The Northwestern women’s basketball team ended its season Monday in Sioux City, where the Raiders lost 74-68 to No. 6 Davenport.
It marked NW’s sixth consecutive Final Four appearance in the NAIA Division II National Tournament. The Raiders finished ranked seventh in the nation with a 26-8 record (15-5, third place in the GPAC).
“No doubt we grew,” said head coach Chris Yaw. “I feel like we were playing really good basketball at the end of the season, and that is what we strive for. There were some peaks and valleys on the way to that. Credit those ladies for when we are on a high to keep riding the high, and when it is going the other way keep putting one foot in front of the other and keep fighting. I feel good about how we improved throughout the year.”
NW won both ends of the court by out-shooting and out-rebounding Davenport. The Raiders controlled pace and tempo, and played to their style of team-first basketball, but it was not enough.
Junior Alli Dunkelberger led the Raiders with 18 points. Junior post Sam Kleinsasser added 11 points.
With the season over, talk has shifted toward the legacy being left by the seniors.
“One thing I would like to be remembered for is my work ethic on the court,” said senior captain Kendra De Jong. She led the Raiders in scoring and rebounding throughout the season, with averages of 18 points and 11 rebounds per contest.

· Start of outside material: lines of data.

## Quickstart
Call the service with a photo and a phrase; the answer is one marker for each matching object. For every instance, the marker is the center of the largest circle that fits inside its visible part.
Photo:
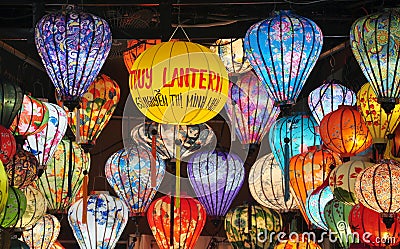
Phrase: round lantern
(315, 205)
(216, 178)
(180, 83)
(14, 209)
(8, 145)
(185, 221)
(344, 132)
(106, 219)
(328, 97)
(370, 228)
(250, 109)
(22, 169)
(96, 108)
(374, 40)
(62, 180)
(267, 185)
(283, 50)
(128, 171)
(232, 54)
(135, 48)
(252, 226)
(44, 144)
(343, 178)
(35, 208)
(337, 218)
(73, 46)
(308, 171)
(192, 138)
(11, 97)
(43, 234)
(376, 188)
(31, 118)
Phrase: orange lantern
(344, 132)
(186, 220)
(308, 171)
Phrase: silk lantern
(328, 97)
(73, 46)
(344, 132)
(232, 54)
(176, 226)
(337, 218)
(308, 171)
(11, 97)
(371, 230)
(267, 185)
(179, 83)
(376, 187)
(62, 180)
(43, 234)
(14, 209)
(128, 172)
(250, 109)
(216, 178)
(135, 48)
(374, 40)
(343, 178)
(106, 219)
(283, 49)
(252, 226)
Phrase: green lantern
(337, 217)
(15, 208)
(250, 226)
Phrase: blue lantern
(73, 46)
(216, 177)
(283, 50)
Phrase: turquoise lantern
(283, 50)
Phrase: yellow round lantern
(180, 83)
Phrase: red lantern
(186, 216)
(344, 132)
(371, 229)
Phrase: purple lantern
(73, 46)
(216, 178)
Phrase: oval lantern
(43, 234)
(62, 181)
(376, 187)
(73, 46)
(11, 97)
(252, 226)
(8, 145)
(308, 171)
(43, 145)
(267, 185)
(179, 83)
(343, 178)
(337, 218)
(216, 178)
(370, 228)
(344, 132)
(128, 172)
(232, 54)
(250, 109)
(106, 219)
(185, 222)
(374, 41)
(283, 49)
(135, 48)
(328, 97)
(14, 209)
(193, 138)
(36, 207)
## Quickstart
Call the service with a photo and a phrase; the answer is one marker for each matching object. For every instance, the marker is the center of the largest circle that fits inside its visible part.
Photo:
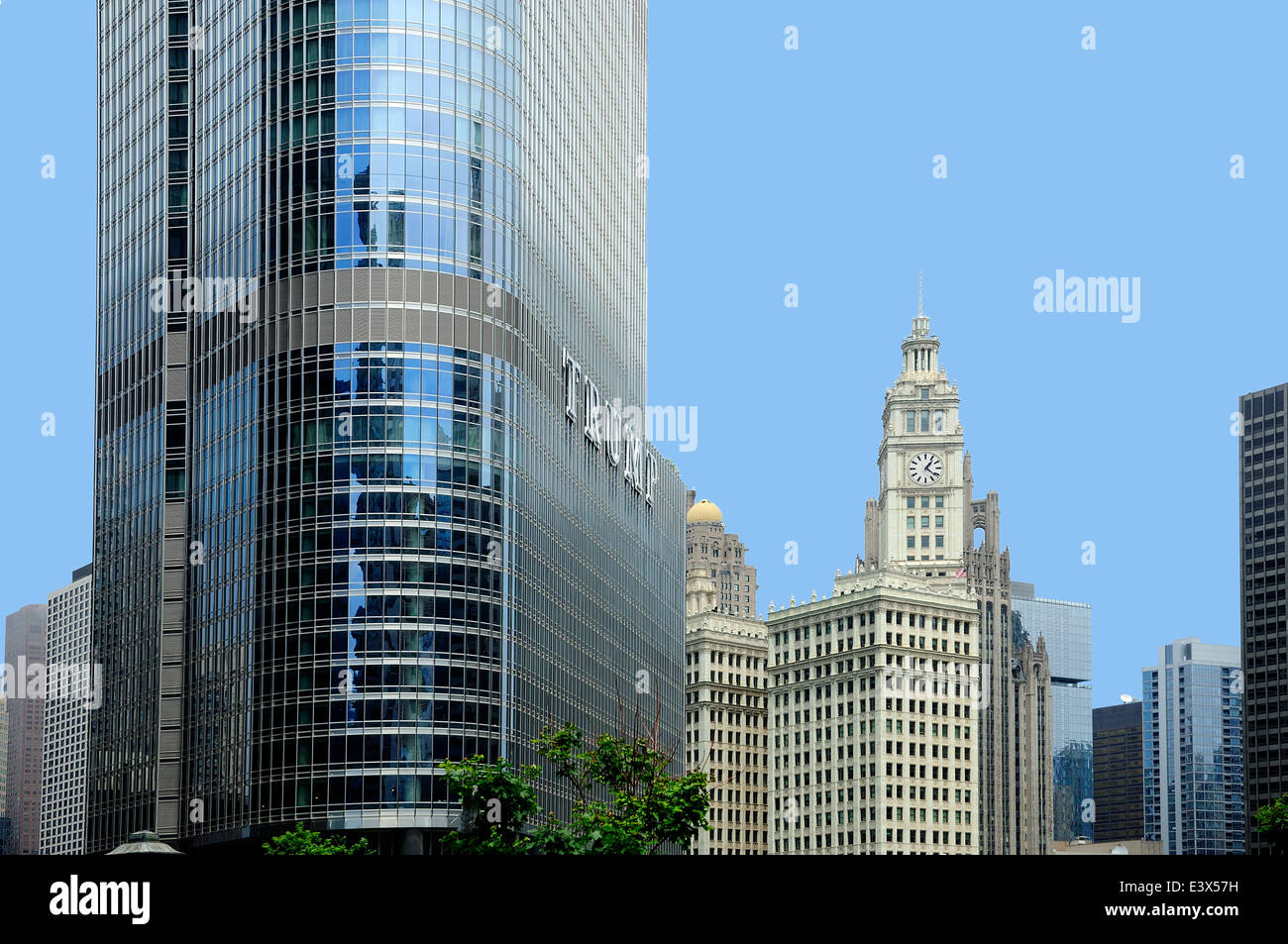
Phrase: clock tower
(917, 522)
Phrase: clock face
(925, 468)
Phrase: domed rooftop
(704, 513)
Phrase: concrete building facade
(725, 715)
(67, 712)
(926, 610)
(713, 550)
(25, 649)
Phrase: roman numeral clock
(925, 469)
(915, 519)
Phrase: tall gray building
(1263, 600)
(1067, 630)
(1193, 750)
(25, 649)
(68, 702)
(373, 487)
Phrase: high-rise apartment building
(903, 715)
(713, 550)
(1193, 750)
(1119, 769)
(68, 702)
(1263, 601)
(1067, 630)
(25, 649)
(725, 719)
(381, 494)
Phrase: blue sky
(812, 166)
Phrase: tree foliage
(300, 841)
(1273, 822)
(625, 801)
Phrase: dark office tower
(1117, 765)
(373, 487)
(1067, 630)
(25, 648)
(1263, 610)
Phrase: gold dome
(704, 513)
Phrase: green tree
(1273, 822)
(625, 800)
(300, 841)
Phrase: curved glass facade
(380, 540)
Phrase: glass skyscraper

That work ethic earned her both the NAIA Division-II Player of the Year and GPAC Player of the Year. It will not be the hardware that lives on in De Jong’s mind, though.
“I think one of the most memorable moments was when we would be together on the court and we needed a big stop, and we would play an awesome defensive possession,” De Jong said. “Those are the things I want to be remembered as being a part of.”
The Raiders were no strangers to the sort of come-from-behind situation they were confronted with in the semi-final game. They had come back from many double-digit deficits to win games all season, and during their tournament run to the Final Four. Their experience did not help them in the turnover battle, which NW lost 28-18.
Regardless of the season’s final outcome, this NW team can brag of their companionship, as they feel they have grown closer than other teams in the past.
“When I first came here, I thought it was really cool to see how close the team was,” said senior Mallory Cunard. “I think every year I’ve been in the program this team has gotten closer and closer. There is not one person on the team that I don’t genuinely love, and I think we all would say that.”
Yaw commented on the different leadership styles.
“Our senior leaders (De Jong and Cunard), are both tremendous leaders,” Yaw said. “They lead in their own unique way. We don’t grow the way we did without these young ladies investing in each other and their relationships.”